The study design was a difference-in-differences model where changes in utilization and expenditures of the intervention group were compared with changes in the nonintervention group. Using Medicaid claims from October 2010 through September 2013, service use and expenditures were measured for 12 months before and 21 months after implementation. Changes for four health status groups were examined separately.

Findings indicated that the introduction of community-based support was associated with a small reduction in service use and no statistically significant overall effect on expenditures.
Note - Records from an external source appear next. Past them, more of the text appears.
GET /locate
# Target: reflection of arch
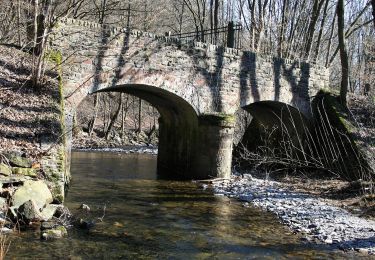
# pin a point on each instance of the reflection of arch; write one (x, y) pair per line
(275, 118)
(178, 126)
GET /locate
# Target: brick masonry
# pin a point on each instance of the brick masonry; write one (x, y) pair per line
(210, 78)
(196, 87)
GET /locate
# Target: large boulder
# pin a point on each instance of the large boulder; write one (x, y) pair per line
(32, 190)
(58, 232)
(17, 160)
(29, 212)
(5, 169)
(24, 171)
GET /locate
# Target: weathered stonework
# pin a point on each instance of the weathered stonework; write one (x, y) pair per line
(183, 81)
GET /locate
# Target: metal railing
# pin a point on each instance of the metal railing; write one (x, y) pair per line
(228, 36)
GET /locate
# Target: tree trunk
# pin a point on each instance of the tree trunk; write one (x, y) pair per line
(373, 11)
(139, 116)
(343, 53)
(320, 31)
(330, 40)
(282, 28)
(310, 32)
(91, 125)
(216, 20)
(114, 118)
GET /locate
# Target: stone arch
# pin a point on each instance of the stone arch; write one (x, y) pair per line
(178, 129)
(273, 120)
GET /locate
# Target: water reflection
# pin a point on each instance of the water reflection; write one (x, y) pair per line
(148, 218)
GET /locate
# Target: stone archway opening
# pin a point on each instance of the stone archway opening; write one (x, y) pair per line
(115, 120)
(177, 129)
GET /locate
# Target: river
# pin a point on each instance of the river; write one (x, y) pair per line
(147, 218)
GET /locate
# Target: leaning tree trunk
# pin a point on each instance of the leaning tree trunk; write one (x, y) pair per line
(343, 53)
(93, 120)
(114, 118)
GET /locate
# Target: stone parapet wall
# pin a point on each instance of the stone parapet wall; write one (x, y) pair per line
(210, 78)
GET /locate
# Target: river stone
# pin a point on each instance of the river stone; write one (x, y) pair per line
(17, 160)
(48, 212)
(29, 211)
(48, 225)
(35, 190)
(24, 171)
(57, 232)
(5, 169)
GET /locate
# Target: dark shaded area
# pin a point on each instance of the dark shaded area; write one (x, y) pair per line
(273, 124)
(178, 126)
(248, 71)
(334, 139)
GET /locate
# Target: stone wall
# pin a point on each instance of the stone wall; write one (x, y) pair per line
(210, 78)
(196, 87)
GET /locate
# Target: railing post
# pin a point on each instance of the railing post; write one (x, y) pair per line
(230, 35)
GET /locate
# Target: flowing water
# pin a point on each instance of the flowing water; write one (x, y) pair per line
(147, 218)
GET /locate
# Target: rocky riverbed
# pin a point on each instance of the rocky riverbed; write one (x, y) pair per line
(314, 217)
(125, 150)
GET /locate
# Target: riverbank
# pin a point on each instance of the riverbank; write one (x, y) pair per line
(317, 219)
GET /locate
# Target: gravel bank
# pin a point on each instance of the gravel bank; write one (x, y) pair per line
(315, 218)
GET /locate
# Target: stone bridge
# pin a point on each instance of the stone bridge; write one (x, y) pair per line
(196, 87)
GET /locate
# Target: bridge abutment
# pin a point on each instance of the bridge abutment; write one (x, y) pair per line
(215, 143)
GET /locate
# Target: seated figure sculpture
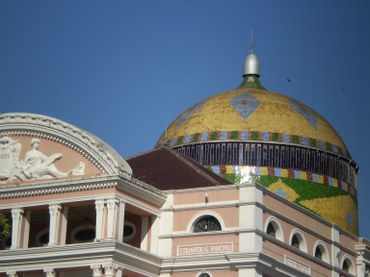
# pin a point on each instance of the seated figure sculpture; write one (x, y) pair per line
(36, 165)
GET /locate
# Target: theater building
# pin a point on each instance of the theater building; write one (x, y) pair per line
(247, 182)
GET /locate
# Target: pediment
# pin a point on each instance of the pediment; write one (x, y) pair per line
(35, 148)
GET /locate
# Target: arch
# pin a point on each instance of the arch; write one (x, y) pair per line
(209, 215)
(348, 265)
(85, 232)
(204, 274)
(129, 231)
(321, 252)
(274, 228)
(88, 145)
(298, 240)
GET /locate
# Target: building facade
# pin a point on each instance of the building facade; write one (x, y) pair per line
(245, 183)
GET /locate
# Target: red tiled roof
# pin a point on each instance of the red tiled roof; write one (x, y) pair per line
(165, 168)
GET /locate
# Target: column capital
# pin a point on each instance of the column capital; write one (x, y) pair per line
(17, 212)
(110, 269)
(112, 202)
(54, 208)
(97, 270)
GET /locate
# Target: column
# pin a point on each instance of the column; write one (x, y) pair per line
(335, 250)
(110, 270)
(97, 270)
(63, 227)
(50, 272)
(17, 215)
(250, 218)
(121, 221)
(54, 211)
(99, 207)
(144, 233)
(26, 232)
(112, 218)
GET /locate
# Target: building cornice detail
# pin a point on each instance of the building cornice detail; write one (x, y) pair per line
(57, 187)
(132, 186)
(89, 146)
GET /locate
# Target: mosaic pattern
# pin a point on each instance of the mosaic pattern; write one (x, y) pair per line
(245, 104)
(304, 111)
(329, 198)
(241, 174)
(259, 136)
(341, 210)
(257, 112)
(192, 110)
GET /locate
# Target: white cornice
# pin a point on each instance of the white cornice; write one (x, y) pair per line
(139, 189)
(88, 145)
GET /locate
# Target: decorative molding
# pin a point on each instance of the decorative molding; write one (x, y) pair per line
(95, 150)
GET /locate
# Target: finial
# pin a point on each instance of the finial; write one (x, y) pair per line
(251, 65)
(251, 70)
(251, 47)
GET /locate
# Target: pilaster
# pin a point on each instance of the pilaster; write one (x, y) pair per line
(54, 211)
(17, 215)
(99, 207)
(112, 218)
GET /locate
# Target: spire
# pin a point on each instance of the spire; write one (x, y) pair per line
(251, 65)
(251, 70)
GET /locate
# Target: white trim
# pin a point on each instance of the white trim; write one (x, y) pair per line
(39, 235)
(204, 271)
(128, 238)
(351, 267)
(195, 218)
(279, 230)
(325, 253)
(80, 228)
(302, 242)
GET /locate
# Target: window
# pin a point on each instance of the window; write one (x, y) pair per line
(318, 253)
(207, 223)
(271, 230)
(348, 266)
(295, 242)
(321, 253)
(274, 229)
(298, 241)
(129, 231)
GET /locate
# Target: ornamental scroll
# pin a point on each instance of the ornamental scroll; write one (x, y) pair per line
(35, 165)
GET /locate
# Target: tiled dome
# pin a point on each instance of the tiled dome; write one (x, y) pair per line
(253, 114)
(251, 134)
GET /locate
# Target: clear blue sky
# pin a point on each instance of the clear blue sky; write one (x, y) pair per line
(122, 70)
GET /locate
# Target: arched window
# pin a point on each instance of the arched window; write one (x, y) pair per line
(271, 230)
(204, 274)
(129, 231)
(318, 253)
(298, 241)
(295, 241)
(274, 229)
(321, 253)
(206, 223)
(347, 266)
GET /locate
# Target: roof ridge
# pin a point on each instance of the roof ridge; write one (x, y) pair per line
(142, 153)
(191, 163)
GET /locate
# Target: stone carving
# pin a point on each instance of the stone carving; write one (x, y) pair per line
(35, 165)
(9, 158)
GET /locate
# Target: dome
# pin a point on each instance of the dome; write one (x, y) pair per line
(253, 114)
(254, 135)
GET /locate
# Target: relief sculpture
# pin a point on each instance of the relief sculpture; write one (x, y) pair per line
(35, 165)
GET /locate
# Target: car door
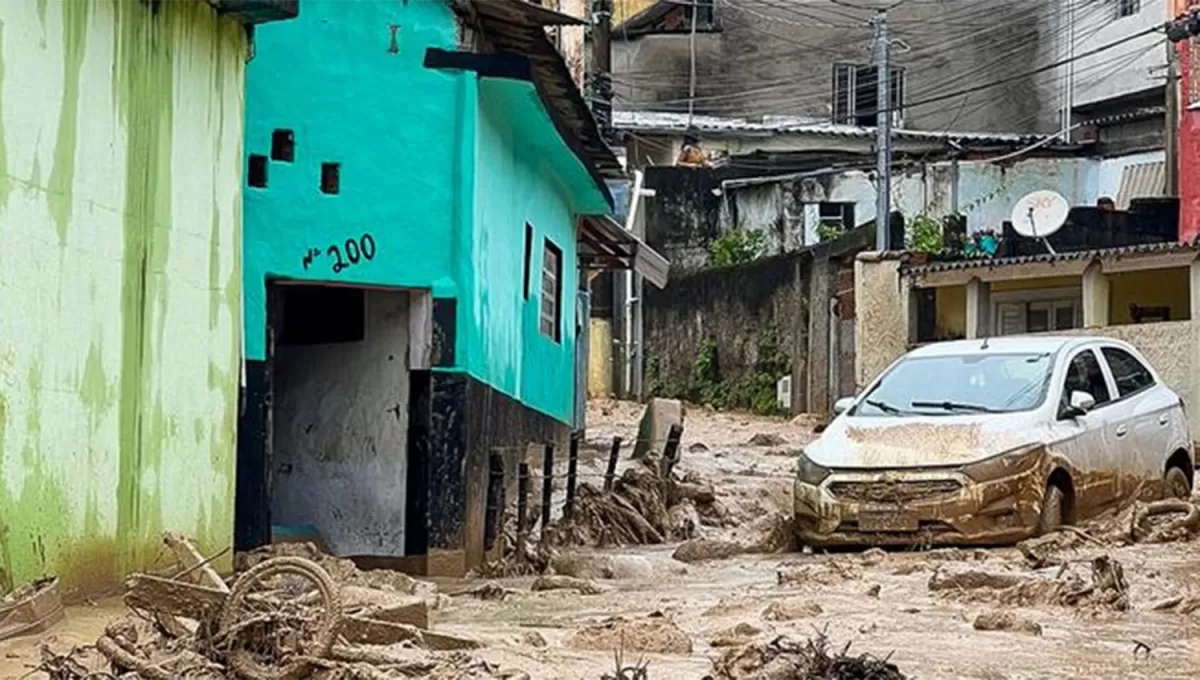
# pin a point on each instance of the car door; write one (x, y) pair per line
(1089, 440)
(1149, 408)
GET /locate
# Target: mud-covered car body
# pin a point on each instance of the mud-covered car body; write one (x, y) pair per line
(970, 441)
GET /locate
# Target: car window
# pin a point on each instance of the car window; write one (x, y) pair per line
(963, 384)
(1084, 374)
(1131, 374)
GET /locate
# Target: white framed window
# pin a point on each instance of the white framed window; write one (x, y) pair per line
(551, 307)
(856, 91)
(1037, 311)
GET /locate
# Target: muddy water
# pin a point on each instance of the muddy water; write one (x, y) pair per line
(928, 635)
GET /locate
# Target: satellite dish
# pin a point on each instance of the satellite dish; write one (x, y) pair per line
(1041, 214)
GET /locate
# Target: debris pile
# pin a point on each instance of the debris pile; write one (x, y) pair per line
(651, 635)
(1103, 587)
(282, 618)
(809, 660)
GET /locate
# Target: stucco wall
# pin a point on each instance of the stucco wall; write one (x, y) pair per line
(120, 282)
(733, 307)
(777, 59)
(322, 76)
(882, 323)
(341, 420)
(439, 167)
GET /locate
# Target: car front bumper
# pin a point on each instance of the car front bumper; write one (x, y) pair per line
(917, 507)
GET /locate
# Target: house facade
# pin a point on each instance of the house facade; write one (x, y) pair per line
(120, 278)
(423, 190)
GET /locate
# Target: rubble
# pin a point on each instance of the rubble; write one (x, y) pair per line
(1006, 621)
(787, 659)
(30, 609)
(283, 618)
(702, 549)
(649, 635)
(1103, 587)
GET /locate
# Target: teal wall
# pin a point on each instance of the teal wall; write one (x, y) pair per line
(331, 77)
(443, 168)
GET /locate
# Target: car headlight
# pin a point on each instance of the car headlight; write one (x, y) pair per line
(1007, 464)
(809, 471)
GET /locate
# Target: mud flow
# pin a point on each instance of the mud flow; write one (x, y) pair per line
(684, 569)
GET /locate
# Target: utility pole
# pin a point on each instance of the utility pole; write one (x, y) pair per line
(1171, 127)
(600, 78)
(882, 131)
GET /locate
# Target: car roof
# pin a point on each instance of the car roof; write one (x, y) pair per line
(1012, 344)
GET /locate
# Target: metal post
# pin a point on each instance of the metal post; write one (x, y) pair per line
(882, 131)
(522, 498)
(611, 471)
(1171, 132)
(573, 461)
(547, 483)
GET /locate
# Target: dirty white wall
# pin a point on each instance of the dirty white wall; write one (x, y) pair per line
(341, 428)
(120, 284)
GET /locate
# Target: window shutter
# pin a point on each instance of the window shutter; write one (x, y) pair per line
(1011, 318)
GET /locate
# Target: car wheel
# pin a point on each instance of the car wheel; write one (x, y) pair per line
(1177, 483)
(1053, 504)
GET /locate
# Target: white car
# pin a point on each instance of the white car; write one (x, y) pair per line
(991, 441)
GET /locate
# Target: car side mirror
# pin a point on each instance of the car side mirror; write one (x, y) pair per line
(1080, 404)
(843, 405)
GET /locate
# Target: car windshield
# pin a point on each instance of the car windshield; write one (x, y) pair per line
(958, 385)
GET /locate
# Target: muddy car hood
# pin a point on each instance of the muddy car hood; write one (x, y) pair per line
(874, 443)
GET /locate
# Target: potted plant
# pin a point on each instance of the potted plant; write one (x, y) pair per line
(924, 238)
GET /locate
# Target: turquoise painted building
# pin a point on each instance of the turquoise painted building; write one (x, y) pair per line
(423, 191)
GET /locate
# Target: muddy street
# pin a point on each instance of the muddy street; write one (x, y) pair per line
(1055, 609)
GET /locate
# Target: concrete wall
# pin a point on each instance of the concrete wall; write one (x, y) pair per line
(1131, 67)
(732, 307)
(1189, 142)
(882, 301)
(777, 59)
(120, 282)
(341, 423)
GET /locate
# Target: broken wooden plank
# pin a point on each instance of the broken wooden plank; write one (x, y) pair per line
(447, 642)
(175, 597)
(193, 561)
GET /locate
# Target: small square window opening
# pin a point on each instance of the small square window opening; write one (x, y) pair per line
(283, 146)
(256, 176)
(330, 178)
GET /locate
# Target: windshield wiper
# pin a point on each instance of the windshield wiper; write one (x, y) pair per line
(882, 405)
(954, 407)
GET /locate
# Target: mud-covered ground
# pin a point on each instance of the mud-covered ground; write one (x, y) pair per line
(880, 603)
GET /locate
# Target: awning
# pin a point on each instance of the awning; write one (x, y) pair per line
(604, 244)
(1141, 180)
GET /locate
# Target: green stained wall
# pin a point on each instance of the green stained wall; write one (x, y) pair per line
(120, 283)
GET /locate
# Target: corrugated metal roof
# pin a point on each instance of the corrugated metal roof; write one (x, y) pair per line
(1098, 253)
(676, 122)
(1141, 180)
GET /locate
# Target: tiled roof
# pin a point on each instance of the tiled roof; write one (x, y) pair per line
(520, 28)
(1098, 253)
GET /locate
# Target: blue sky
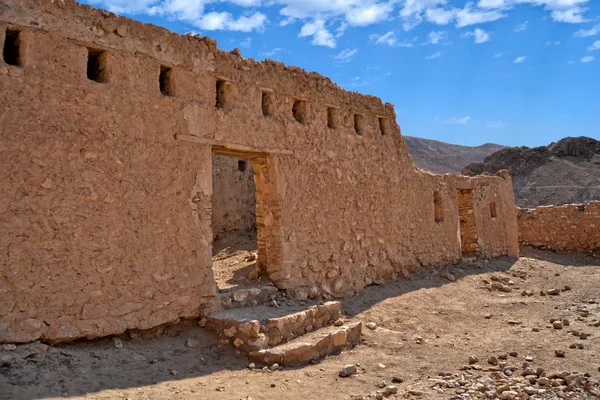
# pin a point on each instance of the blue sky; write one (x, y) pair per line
(513, 72)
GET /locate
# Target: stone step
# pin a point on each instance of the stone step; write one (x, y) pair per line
(310, 347)
(259, 327)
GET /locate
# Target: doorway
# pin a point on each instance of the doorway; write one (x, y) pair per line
(245, 219)
(468, 230)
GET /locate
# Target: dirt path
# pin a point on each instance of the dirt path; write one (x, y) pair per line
(427, 325)
(234, 260)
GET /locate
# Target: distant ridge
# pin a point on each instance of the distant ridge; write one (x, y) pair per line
(564, 172)
(443, 158)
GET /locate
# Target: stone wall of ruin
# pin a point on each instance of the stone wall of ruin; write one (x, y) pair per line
(568, 228)
(106, 187)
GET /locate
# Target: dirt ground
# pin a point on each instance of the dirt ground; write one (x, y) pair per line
(234, 260)
(427, 326)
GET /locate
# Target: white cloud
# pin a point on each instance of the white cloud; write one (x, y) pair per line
(457, 121)
(479, 35)
(327, 20)
(246, 43)
(519, 60)
(495, 124)
(389, 39)
(439, 16)
(213, 21)
(367, 15)
(346, 55)
(593, 31)
(321, 36)
(469, 16)
(522, 27)
(434, 55)
(435, 37)
(572, 15)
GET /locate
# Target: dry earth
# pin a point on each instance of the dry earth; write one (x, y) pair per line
(234, 260)
(427, 326)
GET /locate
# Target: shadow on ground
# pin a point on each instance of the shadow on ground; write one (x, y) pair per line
(568, 260)
(185, 351)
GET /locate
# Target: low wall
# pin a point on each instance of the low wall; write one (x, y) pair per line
(569, 228)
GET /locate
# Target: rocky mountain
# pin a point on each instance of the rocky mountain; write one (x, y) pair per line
(442, 158)
(564, 172)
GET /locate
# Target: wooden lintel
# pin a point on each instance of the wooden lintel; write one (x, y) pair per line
(233, 149)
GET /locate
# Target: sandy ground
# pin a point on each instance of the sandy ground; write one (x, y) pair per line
(426, 325)
(234, 261)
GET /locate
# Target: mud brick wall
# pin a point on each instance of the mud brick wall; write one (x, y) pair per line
(106, 183)
(568, 228)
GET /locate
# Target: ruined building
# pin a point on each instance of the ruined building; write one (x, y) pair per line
(108, 130)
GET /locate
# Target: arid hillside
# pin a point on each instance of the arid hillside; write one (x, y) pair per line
(564, 172)
(443, 158)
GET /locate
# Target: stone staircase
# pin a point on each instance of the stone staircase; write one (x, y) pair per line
(290, 335)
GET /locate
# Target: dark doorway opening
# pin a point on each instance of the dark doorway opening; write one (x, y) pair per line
(235, 245)
(468, 230)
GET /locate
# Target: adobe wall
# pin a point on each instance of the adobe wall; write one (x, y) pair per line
(568, 228)
(105, 188)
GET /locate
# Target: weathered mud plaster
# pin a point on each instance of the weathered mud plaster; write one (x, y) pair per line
(105, 188)
(568, 228)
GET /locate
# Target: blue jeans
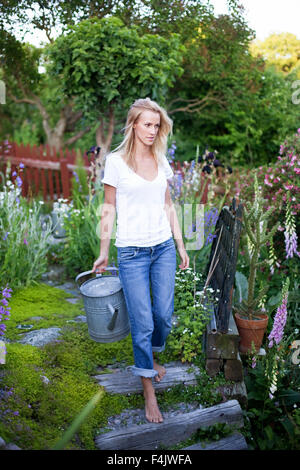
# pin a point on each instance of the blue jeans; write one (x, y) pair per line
(149, 324)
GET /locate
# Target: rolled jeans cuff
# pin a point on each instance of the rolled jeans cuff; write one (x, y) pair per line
(148, 373)
(159, 348)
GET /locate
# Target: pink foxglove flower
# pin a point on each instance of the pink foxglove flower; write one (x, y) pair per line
(280, 317)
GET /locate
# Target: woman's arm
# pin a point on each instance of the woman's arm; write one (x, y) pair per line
(106, 225)
(173, 219)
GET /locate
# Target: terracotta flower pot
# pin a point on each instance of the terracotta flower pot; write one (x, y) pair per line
(251, 331)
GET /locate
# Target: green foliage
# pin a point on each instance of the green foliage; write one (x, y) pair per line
(192, 315)
(255, 222)
(126, 64)
(205, 435)
(22, 239)
(83, 236)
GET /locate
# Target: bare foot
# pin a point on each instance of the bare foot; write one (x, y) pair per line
(161, 371)
(152, 412)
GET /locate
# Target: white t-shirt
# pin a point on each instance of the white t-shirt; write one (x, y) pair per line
(141, 218)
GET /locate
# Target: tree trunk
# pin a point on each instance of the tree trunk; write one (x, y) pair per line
(104, 141)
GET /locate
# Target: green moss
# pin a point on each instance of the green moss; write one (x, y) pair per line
(43, 301)
(36, 414)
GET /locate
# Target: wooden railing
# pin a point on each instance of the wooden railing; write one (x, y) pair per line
(49, 173)
(45, 171)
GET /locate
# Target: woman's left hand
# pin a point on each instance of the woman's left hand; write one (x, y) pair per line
(185, 260)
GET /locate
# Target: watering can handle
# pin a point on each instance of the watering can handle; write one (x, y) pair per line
(114, 313)
(90, 272)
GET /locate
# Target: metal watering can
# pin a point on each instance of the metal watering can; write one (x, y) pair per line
(105, 307)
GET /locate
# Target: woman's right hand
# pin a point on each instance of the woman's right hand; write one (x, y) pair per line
(100, 264)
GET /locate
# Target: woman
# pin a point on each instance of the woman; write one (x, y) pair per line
(136, 187)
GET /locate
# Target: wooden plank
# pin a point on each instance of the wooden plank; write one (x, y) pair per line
(235, 391)
(213, 366)
(223, 345)
(235, 441)
(126, 382)
(171, 430)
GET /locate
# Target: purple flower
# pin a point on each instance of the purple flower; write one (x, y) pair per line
(7, 292)
(76, 176)
(280, 318)
(19, 181)
(206, 169)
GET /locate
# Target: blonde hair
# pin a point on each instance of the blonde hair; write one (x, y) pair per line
(159, 146)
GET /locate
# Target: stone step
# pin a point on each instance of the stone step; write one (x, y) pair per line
(172, 430)
(125, 382)
(235, 441)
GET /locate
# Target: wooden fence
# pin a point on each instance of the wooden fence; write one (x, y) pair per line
(49, 173)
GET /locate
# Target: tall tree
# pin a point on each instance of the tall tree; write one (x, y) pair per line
(281, 50)
(25, 84)
(104, 66)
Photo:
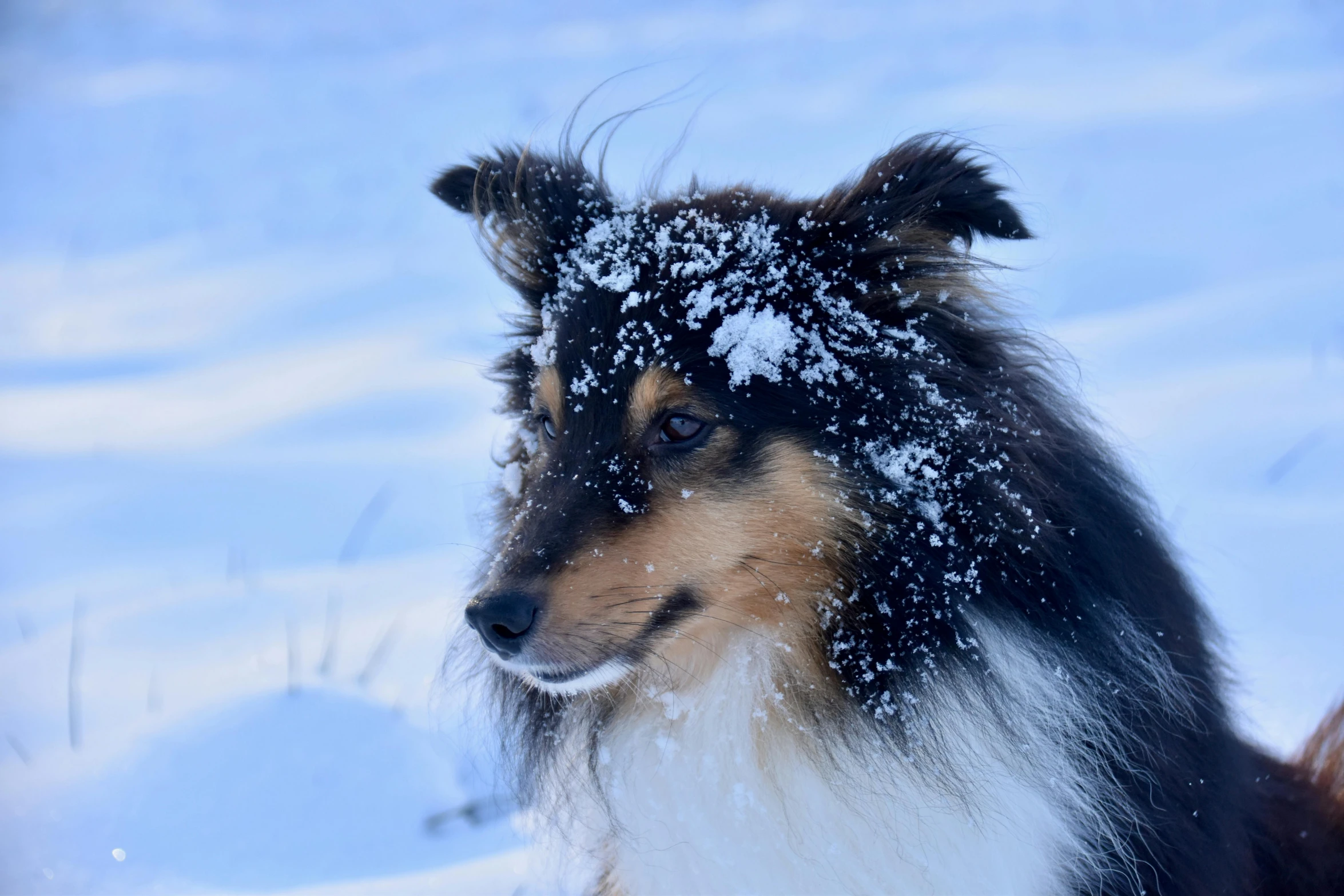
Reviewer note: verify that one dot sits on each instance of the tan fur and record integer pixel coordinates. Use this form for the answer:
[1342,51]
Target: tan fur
[1323,759]
[656,391]
[548,395]
[755,552]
However, among patients with chronic and/or mental health conditions, there were modest, statistically significant increases in use of and expenditures for a range of ambulatory and inpatient health care services, while service use for those without these conditions declined. Emergency department use increased for all groups.

Dr. Bronstein and her colleagues concluded that community-based support for medical home physician practices is associated with a shift in the service mix provided to higher cost, more vulnerable subgroups in Medicaid. Such systems are unlikely to be associated with significant overall cost savings, at least in the short term, but do appear to increase linkages to care for enrollees with significant health care needs.  The Medical Home program recently expanded statewide, and is now available to all high risk Alabama medicaid enrollees and their physicians.

“Initial Impacts of the Patient Care Networks of Alabama Initiative” was published online in June 2015 in the journal Health Services Research.